According to Steven Johnston, CEO at ProVision, the savings you’ll gain in administrative and handling time by ordering stock online can be immense. “Placing a frame stock order online is likely to save 25 to 33 per cent of the time depending upon the ‘normal’ method of placing that order e.g. phone, versus fax, email, online or in person to a rep,” said Mr. Johnston.

Then there are the marketing opportunities – the fact that you’ll always have the latest available stock accessible to you, and often available to show your customers tool. As well as the ability to take advantage of distributor promotions as and when they arise.

Reps are Here to Stay

Of course there will always be a place for sales (or customers service) reps – always a
need to hear first hand about the latest innovations in technology, new trends, and individual offers; and the need to touch and feel new collections… as well as the enjoyment that comes with building long-lasting business relationships with reps who really understand you and your business.

ODMA Customises Terminology

One criticism that has been levelled at existing online and desktop B2B ordering systems is
the lack of consistency in terminology, which can make placing orders confusing. This is all about to change, thanks to an initiative from the Optical Distributors & Manufacturing Association (ODMA).

“Currently, every supplier, every optometrist and buying group uses a different reference to describe every aspect of a frame – its SKU, shape, the material its made from, colour, whether its an adult’s frame or a child’s, a man’s frame or a woman’s, whether its scriptable or not, the price and so on,” said ODMA CEO, Finola Carey.

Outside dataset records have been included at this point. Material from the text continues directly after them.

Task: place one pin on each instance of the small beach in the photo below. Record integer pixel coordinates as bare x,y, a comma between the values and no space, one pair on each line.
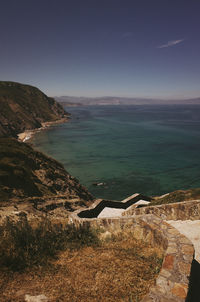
146,149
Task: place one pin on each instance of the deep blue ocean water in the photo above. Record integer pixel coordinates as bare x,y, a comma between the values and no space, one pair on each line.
150,149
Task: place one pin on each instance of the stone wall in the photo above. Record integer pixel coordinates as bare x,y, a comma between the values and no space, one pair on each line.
173,211
173,280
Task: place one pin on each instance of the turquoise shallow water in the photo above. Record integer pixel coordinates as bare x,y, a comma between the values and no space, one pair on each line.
147,149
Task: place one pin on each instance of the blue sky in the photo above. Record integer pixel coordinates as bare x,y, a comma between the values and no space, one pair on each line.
143,48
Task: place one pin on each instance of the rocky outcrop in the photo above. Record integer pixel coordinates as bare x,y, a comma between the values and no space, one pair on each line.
25,172
23,107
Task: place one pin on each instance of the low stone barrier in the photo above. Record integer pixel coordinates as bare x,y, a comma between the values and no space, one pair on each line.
173,211
173,280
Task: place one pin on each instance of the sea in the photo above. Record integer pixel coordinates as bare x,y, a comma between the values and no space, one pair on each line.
116,151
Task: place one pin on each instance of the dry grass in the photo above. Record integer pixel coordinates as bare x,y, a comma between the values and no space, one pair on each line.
118,270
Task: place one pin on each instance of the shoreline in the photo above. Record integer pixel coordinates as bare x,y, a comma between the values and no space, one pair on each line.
28,134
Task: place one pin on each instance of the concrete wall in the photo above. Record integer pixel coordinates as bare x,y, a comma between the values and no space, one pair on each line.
173,211
173,280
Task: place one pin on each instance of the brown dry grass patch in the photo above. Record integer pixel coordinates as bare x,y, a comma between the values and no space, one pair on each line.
119,270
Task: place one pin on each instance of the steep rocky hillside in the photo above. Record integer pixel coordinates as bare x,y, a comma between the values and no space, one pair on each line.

“As a simple example, while some may code a woman’s frame ‘w’, others may code it ‘f’ for female – and that’s just the tip of the iceberg.

“There are a number of problems with this arrangement – when it comes to customers searching for products, they’re not able to drill down effectively enough to get the results they’re after. Also, suppliers are constantly being asked to provide frame descriptors to buying groups and software providers in different formats – which costs them unnecessary time and energy.”

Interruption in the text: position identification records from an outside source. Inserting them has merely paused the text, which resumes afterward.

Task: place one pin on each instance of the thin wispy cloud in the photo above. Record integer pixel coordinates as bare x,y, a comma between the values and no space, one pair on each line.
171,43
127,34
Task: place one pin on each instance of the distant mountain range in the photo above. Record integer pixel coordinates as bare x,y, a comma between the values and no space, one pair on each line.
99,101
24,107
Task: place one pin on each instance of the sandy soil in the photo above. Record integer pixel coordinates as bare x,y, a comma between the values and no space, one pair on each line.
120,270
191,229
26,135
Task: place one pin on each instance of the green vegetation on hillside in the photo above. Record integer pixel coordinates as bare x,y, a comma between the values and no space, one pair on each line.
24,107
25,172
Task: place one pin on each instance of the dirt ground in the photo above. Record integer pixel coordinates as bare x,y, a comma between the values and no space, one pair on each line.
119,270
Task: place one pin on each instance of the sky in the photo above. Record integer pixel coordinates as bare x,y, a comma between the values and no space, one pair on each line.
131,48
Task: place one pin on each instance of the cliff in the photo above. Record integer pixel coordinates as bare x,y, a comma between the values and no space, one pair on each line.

Cameron Hawke, Vision Care Business Group at Carl Zeiss, and ODMA board member, said standardising frame information will ensure “everyone is speaking

the same language – because if you don’t speak the same language, errors will result”.

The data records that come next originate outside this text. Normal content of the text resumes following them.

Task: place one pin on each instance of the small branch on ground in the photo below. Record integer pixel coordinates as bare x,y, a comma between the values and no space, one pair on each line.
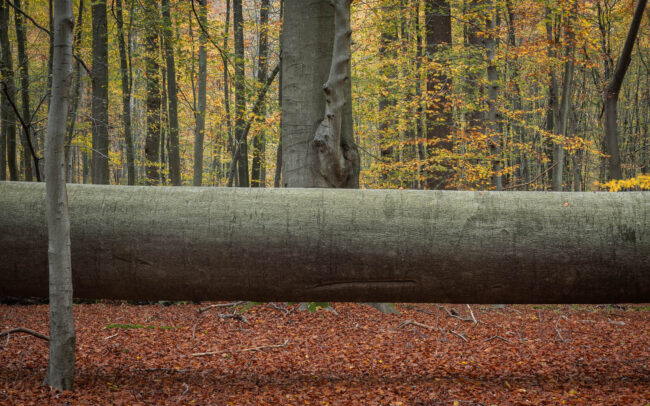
26,331
261,347
413,323
453,313
557,330
232,304
235,316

He has been primarily responsible for developing a new ‘language’ for frames in the optical industry and according to Ms. Carey his recommendations have been embraced.

As well as creating a series of mandatory descriptors there is a host of optional
descriptors that frame suppliers can include for each product entry to give customers a more complete picture of the product and help them refine their searches.

Mr. Hawke said the new system will “bring the industry forward into the digital era”.